The railroad from Wickford to Burnham 
traverses a very pleasant open country, largely 
pastoral in its interests and industries, and certainly 
not devoid of bucolic charm. It carries you to 
Battlesbridge, where an iron bridge spans the 
Crouch near the old water-mill, and where, as 
tradition states, fugitive warriors crossed the river 
after the Battle of Ashingdon. Next you reach 
Woodham Ferris, where Maurice Fitz- Geoffrey 
founded a priory for Black Canons at Bycknacre, 
in the days of our second Henry ; a Transitional 
arch, standing in solitary desolation among the 
corn, was recently perhaps it yet stands the 
sole relic of that once rich foundation.
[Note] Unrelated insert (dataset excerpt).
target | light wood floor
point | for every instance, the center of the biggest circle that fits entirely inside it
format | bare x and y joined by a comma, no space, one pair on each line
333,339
The 
curious may find an illustration of this arch, and 
much interesting letterpress touching the priory, in 
Archteologia (1793). Another three miles takes you 
to Fambridge, whither we have already rambled ; 
then, looking southwards from the train window, 
you will survey a wide stretch of perfectly flat 
marshland, scribbled over with winding creeks 
and narrow dykes, spanned by many little bridges. 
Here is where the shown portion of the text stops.